A couple of days ago, at dusk, we were buzzed twice by a helicopter that was flying so low over Grillou that I thought it was going to land in the willow garden. It's not unusual to see helicopters around here: they have myriad uses in the mountains, from delivering telegraph poles and pylons to dropping food supplies for shepherds and refuge huts to attending accidents to taking aeriel pictures. Our neighbour tells me that the gendarmes also use them regularly to check out isolated houses for cannabis farming; this, I assumed, was the explanation, although I didn't really see why they had to get so close I could count the hairs growing out of the pilot's nose.
The next morning, returning from an early morning dash to the brico shop for woodworking supplies, I encountered three soldiers in the village, all dressed in commando-type gear, one crouching behind the kids' swings, the others behind the little hut that passes for the telephone exchange, pointing their weapons at the Mairie. This, I must point out here, is pas normale. However, nobody seemed perturbed, and the aînés who spend all day sitting outside their houses were just ... sitting outside their houses. As we didn't seem to be in the middle of an invasion, I drove on.

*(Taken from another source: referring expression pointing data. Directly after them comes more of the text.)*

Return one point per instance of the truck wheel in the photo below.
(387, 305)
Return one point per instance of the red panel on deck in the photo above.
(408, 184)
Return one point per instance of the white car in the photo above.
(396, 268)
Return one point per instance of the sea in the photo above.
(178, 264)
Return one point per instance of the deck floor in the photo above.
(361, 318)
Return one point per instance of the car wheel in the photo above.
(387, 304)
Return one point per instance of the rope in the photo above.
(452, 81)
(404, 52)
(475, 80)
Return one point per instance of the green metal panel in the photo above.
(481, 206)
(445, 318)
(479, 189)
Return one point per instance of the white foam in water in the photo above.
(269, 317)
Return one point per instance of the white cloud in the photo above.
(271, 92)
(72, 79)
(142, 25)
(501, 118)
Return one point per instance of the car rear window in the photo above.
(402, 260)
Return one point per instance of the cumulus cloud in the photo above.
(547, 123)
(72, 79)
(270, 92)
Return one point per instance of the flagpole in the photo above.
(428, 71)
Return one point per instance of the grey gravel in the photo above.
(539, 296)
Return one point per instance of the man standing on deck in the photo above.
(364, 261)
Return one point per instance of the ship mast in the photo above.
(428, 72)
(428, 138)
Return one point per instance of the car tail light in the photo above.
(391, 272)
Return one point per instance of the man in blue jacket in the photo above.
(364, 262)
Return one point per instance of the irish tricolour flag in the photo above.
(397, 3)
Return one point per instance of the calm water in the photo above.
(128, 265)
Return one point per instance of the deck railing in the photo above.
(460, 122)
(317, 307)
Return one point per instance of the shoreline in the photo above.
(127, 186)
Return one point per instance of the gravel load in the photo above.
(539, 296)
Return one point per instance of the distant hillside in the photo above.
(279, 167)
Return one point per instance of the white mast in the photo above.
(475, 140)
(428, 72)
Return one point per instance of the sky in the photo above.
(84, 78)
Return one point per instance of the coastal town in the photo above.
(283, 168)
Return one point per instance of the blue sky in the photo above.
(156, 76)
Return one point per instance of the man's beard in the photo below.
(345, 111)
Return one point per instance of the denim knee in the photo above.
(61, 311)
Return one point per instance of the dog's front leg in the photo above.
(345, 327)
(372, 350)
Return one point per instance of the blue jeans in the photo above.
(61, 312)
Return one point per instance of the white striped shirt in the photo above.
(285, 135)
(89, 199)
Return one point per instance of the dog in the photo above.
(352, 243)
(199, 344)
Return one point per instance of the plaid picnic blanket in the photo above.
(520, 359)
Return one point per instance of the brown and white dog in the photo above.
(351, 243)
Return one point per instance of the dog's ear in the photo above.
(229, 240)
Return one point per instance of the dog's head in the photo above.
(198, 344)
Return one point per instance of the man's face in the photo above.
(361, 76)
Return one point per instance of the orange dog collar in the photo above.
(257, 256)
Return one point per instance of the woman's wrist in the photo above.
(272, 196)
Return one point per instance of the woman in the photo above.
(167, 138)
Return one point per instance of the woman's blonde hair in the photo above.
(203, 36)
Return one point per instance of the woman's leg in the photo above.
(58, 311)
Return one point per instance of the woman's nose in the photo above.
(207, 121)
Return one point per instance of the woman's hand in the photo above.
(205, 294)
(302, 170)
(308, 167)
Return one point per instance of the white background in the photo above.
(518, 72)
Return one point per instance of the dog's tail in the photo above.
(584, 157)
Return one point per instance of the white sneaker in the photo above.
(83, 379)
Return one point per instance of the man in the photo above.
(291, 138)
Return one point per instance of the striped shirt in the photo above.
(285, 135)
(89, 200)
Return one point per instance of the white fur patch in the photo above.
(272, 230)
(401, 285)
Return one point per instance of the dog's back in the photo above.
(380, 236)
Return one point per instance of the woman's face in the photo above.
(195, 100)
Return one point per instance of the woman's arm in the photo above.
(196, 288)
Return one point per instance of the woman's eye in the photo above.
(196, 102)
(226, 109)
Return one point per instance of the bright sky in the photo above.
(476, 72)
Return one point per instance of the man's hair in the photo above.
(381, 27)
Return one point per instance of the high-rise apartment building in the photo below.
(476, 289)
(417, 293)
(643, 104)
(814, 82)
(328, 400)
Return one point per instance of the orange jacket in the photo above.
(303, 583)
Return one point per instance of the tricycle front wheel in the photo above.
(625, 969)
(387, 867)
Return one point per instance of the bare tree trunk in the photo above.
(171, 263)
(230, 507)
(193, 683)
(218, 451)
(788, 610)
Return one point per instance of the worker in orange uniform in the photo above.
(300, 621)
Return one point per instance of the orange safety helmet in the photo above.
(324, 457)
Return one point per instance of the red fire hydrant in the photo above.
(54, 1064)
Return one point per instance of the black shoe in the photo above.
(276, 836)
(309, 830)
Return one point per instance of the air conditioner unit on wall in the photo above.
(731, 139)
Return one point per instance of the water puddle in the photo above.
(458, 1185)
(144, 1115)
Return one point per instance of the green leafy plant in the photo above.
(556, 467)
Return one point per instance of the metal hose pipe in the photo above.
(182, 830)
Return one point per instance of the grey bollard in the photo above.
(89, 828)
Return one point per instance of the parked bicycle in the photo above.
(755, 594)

The next day, I discovered that the Ariège was hosting a big military exercise involving students of an elite officer training school in Brittany alongside officers from a couple of local regiments and the Foreign Legion: 250 in total. The trainee officers had been divided into two units: one group were the renegades, whose task was to make their way, in small groups and under cover, from Lavelanet in the east of the department right across to St Girons, from where they could cross the Pyrénées into safety. They were encouraged to undertake a sabotage operation or two en route, of course, and to enlist the help of local residents wherever possible. The other unit had the job of apprehending the renegades before they could either reach St Girons or blow up any pylons or bridges.
Bit of a familiar feel to all of this, non? (Well, okay, maybe there isn't unless you live, as I do, in an area that was at the heart of Resistance action during the Second World War). But the irony was clearly not lost on the militaires, who named their exercise Opération O'Leary.

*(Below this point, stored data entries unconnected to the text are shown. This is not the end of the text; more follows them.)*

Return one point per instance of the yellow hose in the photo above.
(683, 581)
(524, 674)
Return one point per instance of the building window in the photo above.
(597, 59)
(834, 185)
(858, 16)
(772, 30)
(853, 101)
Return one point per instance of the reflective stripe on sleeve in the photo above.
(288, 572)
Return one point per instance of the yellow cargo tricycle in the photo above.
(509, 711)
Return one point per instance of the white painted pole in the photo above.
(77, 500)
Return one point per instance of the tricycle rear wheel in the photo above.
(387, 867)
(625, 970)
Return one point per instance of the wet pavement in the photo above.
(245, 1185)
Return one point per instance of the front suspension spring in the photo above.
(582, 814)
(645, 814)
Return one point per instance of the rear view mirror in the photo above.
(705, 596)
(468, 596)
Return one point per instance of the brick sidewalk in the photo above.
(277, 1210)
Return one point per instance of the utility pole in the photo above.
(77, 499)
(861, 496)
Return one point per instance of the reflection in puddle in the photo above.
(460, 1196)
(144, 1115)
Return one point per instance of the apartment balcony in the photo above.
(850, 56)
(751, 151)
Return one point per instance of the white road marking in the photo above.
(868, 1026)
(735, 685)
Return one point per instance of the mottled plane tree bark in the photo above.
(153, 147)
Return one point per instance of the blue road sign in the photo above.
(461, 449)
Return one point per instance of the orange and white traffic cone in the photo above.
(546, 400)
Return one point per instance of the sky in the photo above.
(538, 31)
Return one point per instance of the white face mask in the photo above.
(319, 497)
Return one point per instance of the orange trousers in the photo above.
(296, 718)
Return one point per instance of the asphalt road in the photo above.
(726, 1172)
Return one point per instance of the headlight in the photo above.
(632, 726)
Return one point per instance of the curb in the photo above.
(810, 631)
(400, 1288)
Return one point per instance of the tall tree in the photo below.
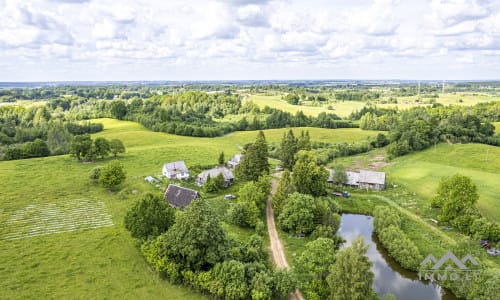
(196, 241)
(116, 146)
(112, 174)
(304, 141)
(313, 267)
(282, 191)
(455, 195)
(255, 161)
(308, 177)
(350, 276)
(288, 149)
(149, 217)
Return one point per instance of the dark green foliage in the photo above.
(350, 276)
(118, 109)
(81, 146)
(455, 195)
(400, 247)
(384, 217)
(116, 146)
(288, 149)
(313, 267)
(196, 241)
(101, 147)
(298, 214)
(112, 174)
(308, 177)
(221, 159)
(255, 161)
(149, 217)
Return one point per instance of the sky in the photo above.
(102, 40)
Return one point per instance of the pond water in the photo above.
(389, 276)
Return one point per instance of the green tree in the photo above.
(112, 174)
(196, 241)
(350, 276)
(255, 161)
(313, 267)
(282, 191)
(101, 147)
(308, 177)
(149, 217)
(58, 139)
(81, 146)
(116, 146)
(244, 214)
(288, 149)
(297, 216)
(454, 196)
(339, 175)
(221, 159)
(118, 109)
(304, 141)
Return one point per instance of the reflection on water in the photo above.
(389, 276)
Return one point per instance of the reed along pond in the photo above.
(389, 276)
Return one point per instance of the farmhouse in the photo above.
(235, 160)
(176, 170)
(180, 197)
(228, 176)
(371, 180)
(352, 178)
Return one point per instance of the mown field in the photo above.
(93, 256)
(345, 108)
(420, 173)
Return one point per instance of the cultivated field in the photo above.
(420, 172)
(62, 236)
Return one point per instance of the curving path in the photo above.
(277, 249)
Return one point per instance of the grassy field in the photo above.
(345, 108)
(420, 173)
(92, 255)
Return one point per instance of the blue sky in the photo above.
(59, 40)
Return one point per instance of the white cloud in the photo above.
(249, 38)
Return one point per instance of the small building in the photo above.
(235, 160)
(352, 178)
(371, 180)
(175, 170)
(180, 197)
(226, 173)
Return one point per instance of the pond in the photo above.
(389, 276)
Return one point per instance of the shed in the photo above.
(371, 180)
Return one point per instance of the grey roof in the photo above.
(371, 177)
(228, 175)
(179, 196)
(236, 158)
(176, 166)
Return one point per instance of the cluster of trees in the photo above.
(251, 204)
(193, 249)
(456, 200)
(27, 132)
(387, 225)
(110, 176)
(419, 128)
(83, 147)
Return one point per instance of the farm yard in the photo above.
(86, 219)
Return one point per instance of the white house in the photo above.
(175, 170)
(228, 176)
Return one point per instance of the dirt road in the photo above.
(277, 250)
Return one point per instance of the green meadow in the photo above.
(420, 173)
(54, 245)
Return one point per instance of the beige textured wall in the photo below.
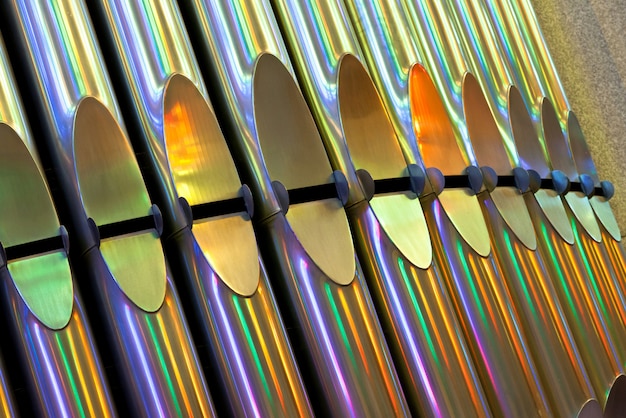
(587, 40)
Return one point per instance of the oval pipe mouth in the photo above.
(525, 136)
(583, 161)
(532, 157)
(294, 155)
(616, 401)
(440, 149)
(112, 192)
(585, 165)
(436, 139)
(204, 172)
(374, 147)
(555, 143)
(482, 129)
(489, 150)
(42, 278)
(560, 157)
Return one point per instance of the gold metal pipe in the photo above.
(50, 345)
(178, 129)
(113, 226)
(462, 266)
(412, 300)
(578, 293)
(552, 346)
(347, 363)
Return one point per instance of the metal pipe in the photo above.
(225, 280)
(322, 293)
(389, 230)
(550, 339)
(462, 265)
(565, 264)
(112, 224)
(49, 339)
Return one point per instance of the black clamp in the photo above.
(129, 226)
(42, 246)
(338, 189)
(242, 203)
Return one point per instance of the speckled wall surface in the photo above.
(587, 40)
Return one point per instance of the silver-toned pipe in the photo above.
(275, 139)
(46, 330)
(389, 230)
(169, 105)
(383, 24)
(113, 225)
(579, 294)
(552, 346)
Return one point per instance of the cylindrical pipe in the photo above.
(113, 227)
(48, 340)
(231, 299)
(343, 356)
(464, 268)
(565, 265)
(552, 346)
(429, 349)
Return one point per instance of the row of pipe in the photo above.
(281, 208)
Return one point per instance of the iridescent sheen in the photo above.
(99, 177)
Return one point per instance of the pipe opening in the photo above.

Pat O'Leary was the cover name of the Belgian Major-General Albert Guerisse, who ran one of the biggest and most successful escape lines during the war: the O'Leary line. The O'Leary line started out leading escapees towards Marseilles, but as time went on many of those helped by the O'Leary network were routed down through central France, through Toulouse and into Ariège. Escapees were passed from one member of the Resistance to another, each one of whom formed a link in a vast, secret but highly organised human chain that sheltered, fed and clothed the escapees on their journey towards the Pyrénées and into Spain. St Girons was the gathering point at the end of the O'Leary line: people would be hidden in secret collecting areas and formed into groups ready for a night-time ascent over some of the most difficult terrain in the mountains: La Chemin de la Liberté. The journey could take several days, and escapees were often ill-prepared for the extreme icy temperatures and the sheer difficulty of the trek - hard enough in daylight, but treacherous in complete darkness. Perilous ledges, steep ravines and mountain peaks stood between them and safety in Spain, and the mountain guides who sheltered and led the escapees across the mountains did so at great risk to themselves and their families. According to official statistics, 782 people escaped over the mountain peaks between 1940 and 1944; in reality there were undoubtedly many more than that. Today, St Girons hosts an association and a (fascinating) museum dedicated to the Chemin, there's a commemorative walk every July, and Le Chemin de la Liberté itself is a waymarked path..
I sometimes wonder if Grillou was used as a safe house; whether escapees were hidden in the greniers before their final push over the border into Spain. I'd like to think it was, but it's hard to find a tactful way of finding out. Rimont is still, after more than 60 years, a village split between collaborating and resisting families. Because of its unique history, the old wounds run deep, even after all this time and through several new generations. Although we've met two daughters of the family that farmed Grillou at the time, I've no idea on which 'side of the fence' the family lay. And just how does someone like me - foreign, incomer, and pacifist - find the words to ask someone whose family has had roots in Rimont for generations whether they collaborated or resisted?
1 comment:
Great post!
Well, being Spanish makes your entry today familiar. We have the same thing going on with the Civil War.